In terms of supply, the volume of stock that was available to be sold for housing development in active trading estates stood at just 1.0 months, 1.4 months and 1.5 months across Southeast Queensland, Perth and Adelaide respectively as of December 31.

This is below the 3-5 months’ worth of trading stock which is considered to be ideal in a balanced market.

Meanwhile, the national median price of vacant residential land across capital city markets increased by 13 percent across calendar 2024 to reach $421,525.

This is twice the long-run average annual price growth rate of 6.5 percent.

Pricing pressures are particularly evident in Perth, Adelaide and Southeast Queensland.

Across these markets, vacant median lot prices increased by 34 percent, 18 percent and 11.5 percent respectively.

Commenting on the outlook, Research4 director Colin Keane said that land shortages are likely to persist in 2025.

“At a national level, the capacity of the Greenfield sector is expected to remain under pressure,” Keane said.

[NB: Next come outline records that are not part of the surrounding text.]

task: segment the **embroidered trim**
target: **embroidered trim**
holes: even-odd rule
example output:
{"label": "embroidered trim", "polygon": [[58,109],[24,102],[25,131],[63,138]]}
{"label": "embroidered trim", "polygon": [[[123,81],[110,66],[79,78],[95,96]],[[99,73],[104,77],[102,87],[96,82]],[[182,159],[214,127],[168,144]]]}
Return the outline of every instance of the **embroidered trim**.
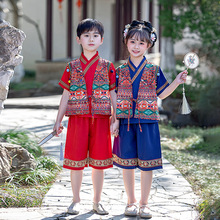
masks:
{"label": "embroidered trim", "polygon": [[89,68],[99,59],[99,56],[97,56],[95,59],[93,59],[88,66],[84,69],[83,74],[84,76],[86,75],[87,71],[89,70]]}
{"label": "embroidered trim", "polygon": [[138,165],[138,160],[137,158],[132,158],[132,159],[122,159],[118,157],[117,155],[113,154],[113,161],[116,162],[119,165],[122,166],[137,166]]}
{"label": "embroidered trim", "polygon": [[116,86],[116,83],[113,83],[112,85],[109,86],[109,90],[114,89],[115,86]]}
{"label": "embroidered trim", "polygon": [[89,165],[93,165],[96,167],[106,167],[112,164],[113,164],[112,158],[109,158],[106,160],[95,160],[95,159],[89,158]]}
{"label": "embroidered trim", "polygon": [[162,165],[162,159],[155,160],[140,160],[138,159],[138,165],[142,168],[159,167]]}
{"label": "embroidered trim", "polygon": [[136,72],[136,74],[134,75],[134,77],[131,79],[131,82],[133,83],[134,80],[138,77],[139,73],[141,72],[141,70],[145,67],[145,65],[147,64],[147,60],[145,60],[141,67],[138,69],[138,71]]}
{"label": "embroidered trim", "polygon": [[65,88],[67,88],[68,90],[70,89],[70,86],[67,85],[65,82],[63,82],[62,80],[60,80],[59,82],[61,85],[63,85]]}
{"label": "embroidered trim", "polygon": [[128,66],[131,68],[131,70],[134,72],[135,68],[133,67],[133,65],[130,62],[130,59],[128,59]]}
{"label": "embroidered trim", "polygon": [[140,160],[138,158],[132,159],[122,159],[117,155],[113,154],[113,161],[121,166],[140,166],[142,168],[151,168],[158,167],[162,165],[162,159],[154,159],[154,160]]}
{"label": "embroidered trim", "polygon": [[166,87],[167,84],[168,82],[166,81],[166,83],[164,83],[164,85],[161,86],[156,92],[159,93],[161,90],[163,90]]}
{"label": "embroidered trim", "polygon": [[76,161],[76,160],[70,160],[70,159],[66,159],[64,158],[63,161],[63,165],[68,166],[68,167],[85,167],[87,164],[92,165],[92,166],[96,166],[96,167],[106,167],[106,166],[110,166],[113,164],[113,159],[109,158],[106,160],[95,160],[92,158],[86,158],[84,160],[80,160],[80,161]]}

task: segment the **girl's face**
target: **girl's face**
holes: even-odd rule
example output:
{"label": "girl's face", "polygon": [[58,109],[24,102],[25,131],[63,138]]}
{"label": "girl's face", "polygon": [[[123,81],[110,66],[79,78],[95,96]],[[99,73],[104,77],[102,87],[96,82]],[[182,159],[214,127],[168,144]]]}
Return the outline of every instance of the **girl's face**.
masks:
{"label": "girl's face", "polygon": [[135,36],[127,41],[127,48],[131,58],[142,58],[146,53],[150,44],[146,41],[141,41]]}

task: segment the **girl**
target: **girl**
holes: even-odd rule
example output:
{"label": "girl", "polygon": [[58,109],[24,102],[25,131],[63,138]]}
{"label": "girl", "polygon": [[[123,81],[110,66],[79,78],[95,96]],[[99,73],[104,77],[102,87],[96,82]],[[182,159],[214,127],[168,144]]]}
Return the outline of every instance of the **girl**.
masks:
{"label": "girl", "polygon": [[162,168],[157,97],[164,99],[169,96],[185,82],[187,76],[187,71],[181,72],[169,85],[160,67],[146,60],[144,54],[156,40],[157,35],[149,22],[132,21],[126,25],[124,43],[130,57],[116,70],[116,114],[120,123],[116,120],[112,127],[115,136],[119,132],[114,140],[113,163],[123,168],[128,197],[125,215],[128,216],[138,214],[134,169],[141,170],[141,218],[152,217],[148,208],[152,170]]}

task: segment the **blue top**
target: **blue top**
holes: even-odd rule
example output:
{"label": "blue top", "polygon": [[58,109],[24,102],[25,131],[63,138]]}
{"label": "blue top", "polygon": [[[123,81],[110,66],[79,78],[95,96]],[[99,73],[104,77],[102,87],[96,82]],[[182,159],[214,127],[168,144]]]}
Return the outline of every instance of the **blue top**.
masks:
{"label": "blue top", "polygon": [[[138,67],[136,67],[130,57],[129,57],[129,71],[130,71],[130,76],[131,79],[134,77],[134,75],[136,74],[136,72],[139,70],[139,68],[141,67],[141,65],[143,64],[143,62],[146,60],[145,57],[143,57],[142,61],[140,62],[140,64],[138,65]],[[143,74],[143,70],[144,67],[142,68],[142,70],[140,71],[139,75],[137,76],[137,78],[134,80],[133,84],[132,84],[132,92],[133,92],[133,98],[137,99],[138,97],[138,90],[139,90],[139,84],[140,84],[140,80],[141,80],[141,76]],[[156,80],[156,86],[157,86],[157,96],[159,96],[168,86],[169,83],[167,82],[162,70],[159,68],[159,72],[157,73],[157,80]],[[118,87],[118,76],[116,75],[116,88]],[[117,90],[117,89],[116,89]],[[133,114],[135,112],[135,107],[136,107],[136,102],[133,101]],[[149,120],[149,119],[139,119],[138,118],[134,118],[134,115],[130,118],[130,124],[134,124],[134,123],[156,123],[158,122],[157,120]],[[128,119],[127,118],[122,118],[120,119],[120,123],[121,124],[128,124]]]}

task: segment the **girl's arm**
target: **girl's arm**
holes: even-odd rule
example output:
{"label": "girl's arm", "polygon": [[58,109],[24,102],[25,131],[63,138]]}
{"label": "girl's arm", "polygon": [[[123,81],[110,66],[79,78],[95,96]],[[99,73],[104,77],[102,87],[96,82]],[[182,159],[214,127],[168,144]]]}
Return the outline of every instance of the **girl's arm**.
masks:
{"label": "girl's arm", "polygon": [[180,85],[186,82],[187,70],[179,73],[176,79],[158,96],[160,99],[165,99]]}
{"label": "girl's arm", "polygon": [[59,106],[59,110],[57,113],[57,119],[53,127],[53,130],[56,130],[57,135],[59,135],[63,130],[63,126],[61,122],[66,112],[68,100],[69,100],[69,91],[64,89],[61,100],[60,100],[60,106]]}

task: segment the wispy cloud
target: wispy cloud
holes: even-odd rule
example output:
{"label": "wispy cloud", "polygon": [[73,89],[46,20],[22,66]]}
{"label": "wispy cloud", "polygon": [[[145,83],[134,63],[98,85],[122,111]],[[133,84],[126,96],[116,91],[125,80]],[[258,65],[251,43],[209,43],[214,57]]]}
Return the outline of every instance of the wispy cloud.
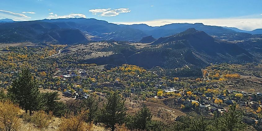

“The replacement rate of ending (land) estates dropped by 22% in 2024, and the average size of the estate was 42% smaller than the long-term average. Supply and capacity continue to be issues across all markets. The market’s ability to deliver affordable family housing in 2025 is closely linked to the number and size of active trading estates.”

In terms of individual markets, Keane expects a recovery in land sales in Melbourne.

Elsewhere, however, he says that developers across Perth, Southeast Queensland and Adelaide have gone as far as they can in bringing new land supply online for now.

As a result, any overall national increase in land sales activity is unlikely.

Despite the tightness in supply, Keane expects pricing pressures to ease in 2025.

This will occur as most land prices are now above fair market value compared with established house prices.

Still, Keane says that challenges remain in delivering land at price points which support affordable housing delivery.

“The main issue facing the national Greenfield market in 2025 will be finding ways to deliver necessary products at prices that align with the customers’ financial capacities,” Keane said.

“This challenge is compounded by managing the costs associated with delivering these products.”

 

Australia Capital City Land Prices

(source: UDIA, Research4)

Action needed to reach 1.2 million homes

The latest report comes amid growing concern that Australia will fail to deliver the national housing target of 1.2 million new homes over the five years from 1 July 2024 that was established under the National Housing Accord.

In its report, UDIA suggests that the nation will fall approximately 393,000 homes short of this target.

In its national policy platform published in the lead-up to the election, UDIA calls for action across several areas.

These include boosting the supply of development-ready land and providing coordinated infrastructure servicing.

UDIA National President Col Dutton said the importance of action should not be underestimated.

“The recommendations provided in our 2025 report for both State and Federal governments, present a roadmap of what needs to happen to expedite new dwelling supply, improve affordability and allow the industry to drive improved productivity,” Dutton said.